Sekali lagi Kaffi mengangguk. "Terima kasih, Capt."

George tersenyum kemudian meninggalkan Kaffi dan Gebi yang saling bertatapan. Gadis itu  tersenyum memamerkan Gigi kelincinya.

"Apa? Sekarang kau sudah tersenyum?" cibir Kaffi, geli. Ingin rasanya dia menampar muka tolol Gebi yang tersenyum hiperbola.

Gebi berkedip-kedip centil. "Ternyata... kau romantis juga, ya?" godanya sembari memutar-mutar sejumput rambut.

Bola mata Kaffi berotasi satu putaran. "Jangan konyol!" bentaknya.

"Kau menyiapkan ini semua. Menurutku itu romantis.”

"Jangan besar kepala. Siapa yang mau buang-buang uang menyewa tempat seperti ini hanya untuk menghiburmu? Ini semua hadiah dari Justin karena kita tidak bisa ikut kapal pesiar itu. Dia meneleponku dan menawarkan untuk membawamu ke sini."

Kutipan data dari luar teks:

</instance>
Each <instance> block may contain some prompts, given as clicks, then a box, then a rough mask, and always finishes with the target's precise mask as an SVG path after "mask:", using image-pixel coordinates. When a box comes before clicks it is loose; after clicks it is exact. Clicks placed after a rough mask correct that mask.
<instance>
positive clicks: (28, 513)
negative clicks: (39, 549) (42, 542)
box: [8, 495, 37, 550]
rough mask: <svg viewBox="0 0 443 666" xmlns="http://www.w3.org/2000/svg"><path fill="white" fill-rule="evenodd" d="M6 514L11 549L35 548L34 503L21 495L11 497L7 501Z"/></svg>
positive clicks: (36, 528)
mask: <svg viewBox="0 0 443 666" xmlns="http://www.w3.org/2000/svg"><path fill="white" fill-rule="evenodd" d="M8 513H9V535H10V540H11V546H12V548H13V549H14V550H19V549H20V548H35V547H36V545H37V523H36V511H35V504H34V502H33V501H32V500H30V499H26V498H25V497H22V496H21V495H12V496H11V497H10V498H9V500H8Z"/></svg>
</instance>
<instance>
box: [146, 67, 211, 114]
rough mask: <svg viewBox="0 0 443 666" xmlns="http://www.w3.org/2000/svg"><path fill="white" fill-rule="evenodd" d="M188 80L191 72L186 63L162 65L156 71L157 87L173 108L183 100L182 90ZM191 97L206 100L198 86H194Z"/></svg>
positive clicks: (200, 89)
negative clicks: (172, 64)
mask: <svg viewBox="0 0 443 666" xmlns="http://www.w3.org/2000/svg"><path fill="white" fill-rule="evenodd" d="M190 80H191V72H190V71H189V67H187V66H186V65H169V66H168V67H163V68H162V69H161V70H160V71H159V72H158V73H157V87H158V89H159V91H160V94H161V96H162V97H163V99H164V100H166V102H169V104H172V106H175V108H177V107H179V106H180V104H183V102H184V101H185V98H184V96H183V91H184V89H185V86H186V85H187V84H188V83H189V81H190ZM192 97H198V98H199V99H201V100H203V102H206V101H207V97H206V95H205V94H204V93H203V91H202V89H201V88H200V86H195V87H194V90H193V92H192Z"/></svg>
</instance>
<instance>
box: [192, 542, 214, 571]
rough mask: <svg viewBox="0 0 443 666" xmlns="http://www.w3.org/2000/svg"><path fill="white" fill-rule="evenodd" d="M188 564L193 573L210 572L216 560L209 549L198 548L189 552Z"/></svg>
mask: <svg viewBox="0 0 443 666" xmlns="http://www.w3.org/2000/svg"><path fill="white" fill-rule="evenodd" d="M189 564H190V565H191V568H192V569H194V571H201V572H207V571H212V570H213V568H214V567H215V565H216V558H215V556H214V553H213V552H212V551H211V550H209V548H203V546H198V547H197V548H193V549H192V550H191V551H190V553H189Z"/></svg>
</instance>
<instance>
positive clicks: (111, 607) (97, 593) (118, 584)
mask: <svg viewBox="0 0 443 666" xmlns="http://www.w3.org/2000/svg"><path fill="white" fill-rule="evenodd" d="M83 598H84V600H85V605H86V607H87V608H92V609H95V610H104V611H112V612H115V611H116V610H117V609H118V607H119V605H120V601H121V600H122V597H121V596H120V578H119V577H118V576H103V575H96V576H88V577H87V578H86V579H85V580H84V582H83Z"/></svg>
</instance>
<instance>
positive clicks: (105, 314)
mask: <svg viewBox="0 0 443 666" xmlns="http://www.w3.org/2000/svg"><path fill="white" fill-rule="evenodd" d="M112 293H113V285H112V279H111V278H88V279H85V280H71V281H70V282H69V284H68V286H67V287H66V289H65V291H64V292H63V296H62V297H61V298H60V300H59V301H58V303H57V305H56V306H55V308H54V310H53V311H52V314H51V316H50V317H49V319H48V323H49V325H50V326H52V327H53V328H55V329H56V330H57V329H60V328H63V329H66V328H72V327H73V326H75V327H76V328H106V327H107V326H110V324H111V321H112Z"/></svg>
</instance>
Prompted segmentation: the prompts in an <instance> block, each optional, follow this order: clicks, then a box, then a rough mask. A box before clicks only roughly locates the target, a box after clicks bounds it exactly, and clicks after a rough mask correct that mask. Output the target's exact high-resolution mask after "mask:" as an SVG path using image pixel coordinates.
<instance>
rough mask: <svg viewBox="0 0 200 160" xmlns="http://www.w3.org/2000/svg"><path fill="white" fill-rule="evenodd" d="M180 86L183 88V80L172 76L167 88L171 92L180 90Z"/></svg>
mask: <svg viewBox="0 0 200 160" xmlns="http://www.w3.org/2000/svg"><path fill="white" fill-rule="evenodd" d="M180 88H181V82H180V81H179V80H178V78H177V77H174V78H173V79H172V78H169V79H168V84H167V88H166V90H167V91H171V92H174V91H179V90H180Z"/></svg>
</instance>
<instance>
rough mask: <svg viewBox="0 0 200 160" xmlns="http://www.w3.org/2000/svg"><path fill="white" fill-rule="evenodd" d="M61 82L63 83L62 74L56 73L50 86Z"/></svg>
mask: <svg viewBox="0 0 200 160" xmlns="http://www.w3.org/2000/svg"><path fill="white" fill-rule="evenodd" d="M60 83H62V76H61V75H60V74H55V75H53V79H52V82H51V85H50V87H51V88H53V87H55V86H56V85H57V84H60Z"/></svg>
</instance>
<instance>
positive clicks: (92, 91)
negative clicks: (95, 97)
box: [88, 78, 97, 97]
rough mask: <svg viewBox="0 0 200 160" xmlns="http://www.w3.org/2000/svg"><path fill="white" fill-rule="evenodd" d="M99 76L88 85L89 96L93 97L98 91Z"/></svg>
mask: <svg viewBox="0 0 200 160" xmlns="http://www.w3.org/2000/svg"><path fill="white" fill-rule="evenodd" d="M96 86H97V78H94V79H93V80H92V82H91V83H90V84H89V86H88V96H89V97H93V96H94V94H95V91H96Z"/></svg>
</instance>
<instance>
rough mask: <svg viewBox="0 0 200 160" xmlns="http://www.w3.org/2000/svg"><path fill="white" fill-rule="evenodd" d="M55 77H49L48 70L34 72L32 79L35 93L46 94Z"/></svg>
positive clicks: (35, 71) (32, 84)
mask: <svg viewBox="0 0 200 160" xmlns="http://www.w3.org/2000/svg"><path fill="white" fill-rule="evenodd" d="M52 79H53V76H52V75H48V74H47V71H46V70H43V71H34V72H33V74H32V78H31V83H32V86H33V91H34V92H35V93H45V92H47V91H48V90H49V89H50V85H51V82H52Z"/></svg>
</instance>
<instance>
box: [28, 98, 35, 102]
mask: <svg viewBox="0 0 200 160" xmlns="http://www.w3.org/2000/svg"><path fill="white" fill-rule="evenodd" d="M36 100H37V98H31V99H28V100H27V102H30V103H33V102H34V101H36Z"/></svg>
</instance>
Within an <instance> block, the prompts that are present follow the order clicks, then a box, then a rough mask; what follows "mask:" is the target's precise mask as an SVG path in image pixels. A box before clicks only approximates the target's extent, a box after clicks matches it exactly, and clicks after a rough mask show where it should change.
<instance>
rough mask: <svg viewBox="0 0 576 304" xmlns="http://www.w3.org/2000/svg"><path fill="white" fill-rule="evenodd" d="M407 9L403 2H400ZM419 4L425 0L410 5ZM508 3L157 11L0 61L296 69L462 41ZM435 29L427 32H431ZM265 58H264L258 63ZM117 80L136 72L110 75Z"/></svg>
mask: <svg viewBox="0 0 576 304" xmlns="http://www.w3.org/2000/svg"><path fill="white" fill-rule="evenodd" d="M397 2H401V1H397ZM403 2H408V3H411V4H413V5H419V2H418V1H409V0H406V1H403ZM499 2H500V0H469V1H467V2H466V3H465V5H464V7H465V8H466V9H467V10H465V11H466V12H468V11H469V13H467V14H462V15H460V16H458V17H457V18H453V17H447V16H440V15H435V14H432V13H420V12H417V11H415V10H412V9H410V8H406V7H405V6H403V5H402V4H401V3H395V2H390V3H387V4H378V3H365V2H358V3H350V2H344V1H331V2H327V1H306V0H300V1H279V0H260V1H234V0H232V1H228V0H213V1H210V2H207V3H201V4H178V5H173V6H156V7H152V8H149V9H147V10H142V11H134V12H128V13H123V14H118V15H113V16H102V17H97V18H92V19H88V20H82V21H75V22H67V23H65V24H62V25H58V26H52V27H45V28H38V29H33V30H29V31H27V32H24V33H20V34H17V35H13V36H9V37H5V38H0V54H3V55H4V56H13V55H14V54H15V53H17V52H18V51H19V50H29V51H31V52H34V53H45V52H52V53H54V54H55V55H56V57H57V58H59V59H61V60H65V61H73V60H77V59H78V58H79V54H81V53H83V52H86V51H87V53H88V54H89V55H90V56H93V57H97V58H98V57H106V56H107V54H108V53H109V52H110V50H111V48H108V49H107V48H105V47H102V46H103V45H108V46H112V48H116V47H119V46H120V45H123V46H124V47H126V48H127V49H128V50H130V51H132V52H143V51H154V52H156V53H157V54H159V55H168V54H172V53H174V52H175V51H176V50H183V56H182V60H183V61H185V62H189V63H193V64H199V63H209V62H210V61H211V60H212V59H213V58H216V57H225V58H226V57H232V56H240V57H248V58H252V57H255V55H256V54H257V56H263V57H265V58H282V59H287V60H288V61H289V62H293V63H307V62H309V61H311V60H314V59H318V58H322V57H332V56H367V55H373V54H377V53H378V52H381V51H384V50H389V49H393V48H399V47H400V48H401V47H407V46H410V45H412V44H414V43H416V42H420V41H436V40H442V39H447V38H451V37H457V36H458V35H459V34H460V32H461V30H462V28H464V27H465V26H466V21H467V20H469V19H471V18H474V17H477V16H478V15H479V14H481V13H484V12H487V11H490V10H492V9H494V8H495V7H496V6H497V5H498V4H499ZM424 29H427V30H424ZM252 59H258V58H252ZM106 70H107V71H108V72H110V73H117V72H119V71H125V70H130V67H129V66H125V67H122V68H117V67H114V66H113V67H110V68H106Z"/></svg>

Gebi terpengarah. "Benarkah? Waaah. Apa Justin sudah punya pacar? Siapa pun yang menjadi pacarnya akan sangat senang. Dia tampan, kaya, punya badan bagus. Berhati lembut, pintar, dan yang paling penting dia romantis. Hi. Hi. Kenapa aku tidak bertemu dengannya sejak dulu? Mungkin saja aku bisa—" Gebi tidak jadi melanjutkan kalimatnya karena tatapan hinaan Kaffi.

"Kaupikir dia mau dengan wanita sepertimu? Tidak cantik! Rata, kasar, rakus. Dan yang paling penting, kau itu BODOH!" hina Kaffi, sambil mendorong alis Gebi.

"Heii. Itu, kan, pendapatmu! Kautahu? Aku sering mendapati temanmu itu melihatku dengan tatapan kagum." Gebi tersenyum malu-malu. Aksinya itu disambut Kaffi dengan ekspresi datar.
"Jangan berlebihan. Aku tidak semenjijikan itu,” protes Gebi, kesal.

Kaffi mengabaikan omelan Gebi dan langsung melompat ke atas ranjang. Pergerakan kasarnya  membuat kelopak-kelopak mawar yang tadinya berbentuk hati berubah wujud. Sebagiannya berserakan di lantai.

"Apa yang kaulakukan, Bodoh!?" Gebintang berteriak histeris. "Kau merusak ranjangnya." Dia kemudian memunguti mawar-mawar yang berjatuhan. "Bisakah kau tidur di lantai saja?"

"Berisik!" Kaffi melempari bantal ke arah Gebi. “Aku mau tidur. Jangan menggangguku!"

Wajah Gebi berubah iba. "Sayang sekali ranjang seindah itu harus dipakai tidur. Mawar-mawarnya. Ah. Harum sekali!" Gebintang menghirup kelopak mawar dalam genggamannya.

Melihat ekspresi Gebi, Kaffi langsung bangun dan menatap istrinya itu dengan tatapan penuh misteri. "Kalau begitu, ayo lakukan hal lain di sini." Pria itu memberikan instruksi pada Gebi dengan gerakan kepala. Tak lupa, menepuk-nepuk ranjang.

Gebintang tertawa sumbang.

"Kenapa kau tertawa?"

"Katamu aku menjijikan. Sekarang kau memintaku untuk hal lain?" Gebintang melipat kedua tangan di dada. "Apa kau tidak malu menjilat ludahmu sendiri?"

"Kenapa? Apa kaulupa kalau kau itu istriku? Sudah seharusnya kau melakukan kewajibanmu untuk melayaniku."

"Ha. Ha. Ha." Tawa Gebi mengudara lagi. "Lihat dirimu, sekarang kau mau...," Gebi mengangkat kedua jarinya membentuk tanda kutip di udara. "Denganku? Really? Ha. Ha. Apa kau tidak malu? Huh? Kemarin saja kau bersikap seolah-olah tidak menginginkan tubuhku. Sekarang apa? kalau aku jadi kau, aku lebih baik menenggelamkan diriku dan dimakan ikan hiu daripada harus menjilat ludahku sendiri."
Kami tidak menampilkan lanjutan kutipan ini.